Audio - Editoriaux - Entretiens - Politique - Table - 23 mars 2018

“Ces militants d’extrême gauche détruisent le bien public et empêchent les autres d’étudier”

L’université de Toulouse Le Mirail entame sa troisième semaine de grève. Samuel Lafont dénonce une université tenue par des militants d’extrême gauche violents bloquant l’université et privant l’ensemble des étudiants de la liberté d’étudier.
D’autres universités sont dans le même cas, comme celles de Paris VIII, Rennes II et Lyon II.

L’université du Mirail de Toulouse entame sa troisième semaine de grève à quelques jours de la commémoration officielle de mai 68.
Que traduit cette révolte des étudiants toulousains ?

Pour comprendre ce mouvement, il faut garder en tête que cette université est, en matière de mobilisation, la plus à gauche de France. Par rapport à d’autres universités, elle est tenue par l’extrême gauche, et une partie du corps enseignant est de gauche ou d’extrême gauche.
Ce sont ces militants d’extrême gauche, souvent violents, qui ont décidé de bloquer l’université alors qu’ils ne représentent pas l’ensemble des étudiants. Encore une fois, à cause des agissements de quelques-uns, les étudiants dans leur ensemble sont privés de leurs libertés.

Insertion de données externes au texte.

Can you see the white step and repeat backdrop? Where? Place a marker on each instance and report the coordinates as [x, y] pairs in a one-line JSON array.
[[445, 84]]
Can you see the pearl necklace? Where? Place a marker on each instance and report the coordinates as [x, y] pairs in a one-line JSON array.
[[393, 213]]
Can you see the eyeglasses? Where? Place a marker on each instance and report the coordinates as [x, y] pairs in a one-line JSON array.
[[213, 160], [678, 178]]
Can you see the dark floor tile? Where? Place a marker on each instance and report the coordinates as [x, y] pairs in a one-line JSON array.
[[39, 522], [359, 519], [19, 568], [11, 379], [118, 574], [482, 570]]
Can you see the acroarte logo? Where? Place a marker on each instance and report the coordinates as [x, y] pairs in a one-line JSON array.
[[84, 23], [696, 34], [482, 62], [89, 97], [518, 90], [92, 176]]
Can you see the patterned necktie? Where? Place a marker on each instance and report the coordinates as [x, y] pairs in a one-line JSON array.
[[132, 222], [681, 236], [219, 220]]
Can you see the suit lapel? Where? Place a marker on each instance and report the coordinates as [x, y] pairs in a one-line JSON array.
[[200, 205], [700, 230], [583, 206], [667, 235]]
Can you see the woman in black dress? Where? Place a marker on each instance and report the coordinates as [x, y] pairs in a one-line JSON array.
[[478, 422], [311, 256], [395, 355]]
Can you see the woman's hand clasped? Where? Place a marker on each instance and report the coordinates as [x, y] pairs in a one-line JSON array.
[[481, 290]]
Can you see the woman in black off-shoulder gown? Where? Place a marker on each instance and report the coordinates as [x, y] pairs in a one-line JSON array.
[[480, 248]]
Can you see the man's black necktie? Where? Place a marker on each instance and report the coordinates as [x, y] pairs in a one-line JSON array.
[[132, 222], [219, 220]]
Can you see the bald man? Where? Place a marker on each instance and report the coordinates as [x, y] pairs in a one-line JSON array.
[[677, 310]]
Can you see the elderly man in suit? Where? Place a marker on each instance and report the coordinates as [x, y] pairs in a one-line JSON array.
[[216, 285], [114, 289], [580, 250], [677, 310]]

La mise sous tutelle de l’université par le gouvernement va-t-elle calmer le jeu ou au contraire va-t-elle aggraver l’esprit de révolte ?

Cette mise sous tutelle révèle en fait un problème plus large. Les présidents d’université ont la responsabilité légale de faire appel aux forces de police pour débloquer les universités. Or, bien souvent, ils refusent de le faire, soit pour des intérêts politiques immédiats, c’est-à-dire leur future réélection, soit par des positionnements politiques.
Cette mise sous tutelle permet en fait à l’État d’avoir directement la main sur l’université et montre que ces universités sont mal gérées.
Il y a en a effectivement d’autres dans le même cas que celui de l’université de Toulouse Mirail.
Paris VIII en Seine Saint-Denis en fait partie. Cette université est aujourd’hui squattée par des migrants et des militants d’extrême gauche qui écrivent slogans complètement scabreux sur les murs comme : « vive l’anti-France » , « voilez vos femmes » , ou des slogans contre les blancs.
On peut citer également Rennes II et Lyon II.
Ces quatre universités très à gauche abritent des militants souvent violents qui ne supportent pas la contradiction.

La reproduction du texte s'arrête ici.